Often funny in a dark way, it is Kitty’s deadpan and hilarious three word response to hearing that Salisha’s beloved dog Percy has run away that gets the biggest laugh of the night.

Kitty in the Lane comes swiftly after Paddy Goes to Petra which earned five star reviews at the Brockley Jack last year.

Although it was a one man show, that piece took the audience through a wealth of different locations with star Brendan Dunlea also taking on different characters.

Kitty in the Lane is similar.
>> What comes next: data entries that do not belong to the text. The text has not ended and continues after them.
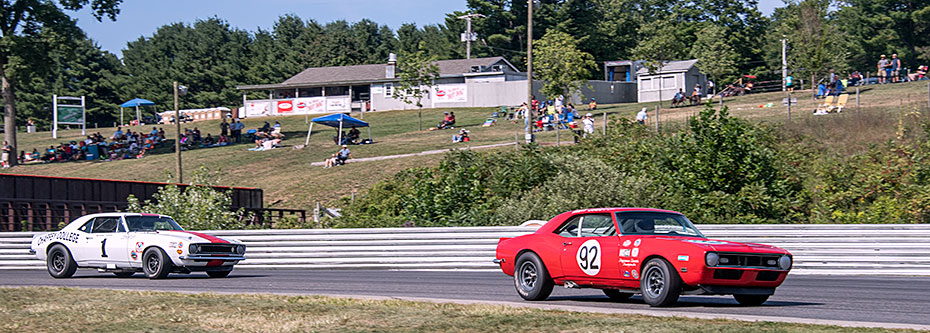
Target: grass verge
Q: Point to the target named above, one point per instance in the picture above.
(70, 309)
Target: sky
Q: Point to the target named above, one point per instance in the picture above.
(140, 18)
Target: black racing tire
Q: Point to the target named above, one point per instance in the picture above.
(660, 283)
(219, 274)
(531, 278)
(751, 300)
(616, 295)
(155, 263)
(60, 263)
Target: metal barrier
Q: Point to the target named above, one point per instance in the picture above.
(818, 249)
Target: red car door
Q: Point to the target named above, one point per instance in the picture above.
(590, 247)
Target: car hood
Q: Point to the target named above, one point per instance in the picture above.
(718, 245)
(195, 237)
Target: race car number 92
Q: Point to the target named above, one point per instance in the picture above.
(589, 257)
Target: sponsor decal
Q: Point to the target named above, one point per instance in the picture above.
(61, 235)
(706, 242)
(589, 257)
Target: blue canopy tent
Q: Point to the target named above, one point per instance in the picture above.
(337, 120)
(135, 102)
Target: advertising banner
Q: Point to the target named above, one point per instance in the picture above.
(71, 115)
(451, 94)
(337, 105)
(285, 106)
(257, 109)
(310, 105)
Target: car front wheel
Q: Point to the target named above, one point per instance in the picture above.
(660, 284)
(60, 263)
(155, 263)
(531, 278)
(751, 300)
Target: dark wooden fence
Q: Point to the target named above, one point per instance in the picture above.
(43, 203)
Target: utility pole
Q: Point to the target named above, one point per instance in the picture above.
(529, 71)
(468, 37)
(784, 65)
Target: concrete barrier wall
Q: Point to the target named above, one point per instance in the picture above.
(818, 249)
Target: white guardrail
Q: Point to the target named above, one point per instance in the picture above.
(886, 249)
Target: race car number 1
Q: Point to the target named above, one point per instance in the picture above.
(589, 257)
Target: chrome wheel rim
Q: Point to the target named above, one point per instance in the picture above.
(152, 263)
(655, 282)
(58, 261)
(528, 275)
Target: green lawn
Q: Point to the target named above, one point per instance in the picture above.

With the soundscape and subtle changes in lighting, Áine transports the audience from a kitchen to a nightclub and to the side of a country lane under the glare of headlights.

There are clear parallels with The Beauty Queen of Leenane with the lead character trapped with only a parent they are resentful of for company.

However, I also found the piece to be reminiscent of Martin McDonagh’s The Lonesome West.

Although that is a story of two warring brothers and some cartoonish violence, this also hints at the same rural isolation and its unhealthy effects.

While Paddy goes to Petra was about a man going to a new place and rediscovering a lust for life, Kitty wants to go nowhere.

However, she once had ambitions of going to America- a dream her father dismissed and seemed to be mentioned no more, making one more thing she has lost.

For better or worse, it seems Kitty will not make it out of the lane.

We interviewed Áine Ryan about Kitty in the Lane and its themes here. 

Kitty in the Lane is showing at Brockley Jack Studio Theatre, 410 Brockley Road, London, SE4 2DH until 13 May.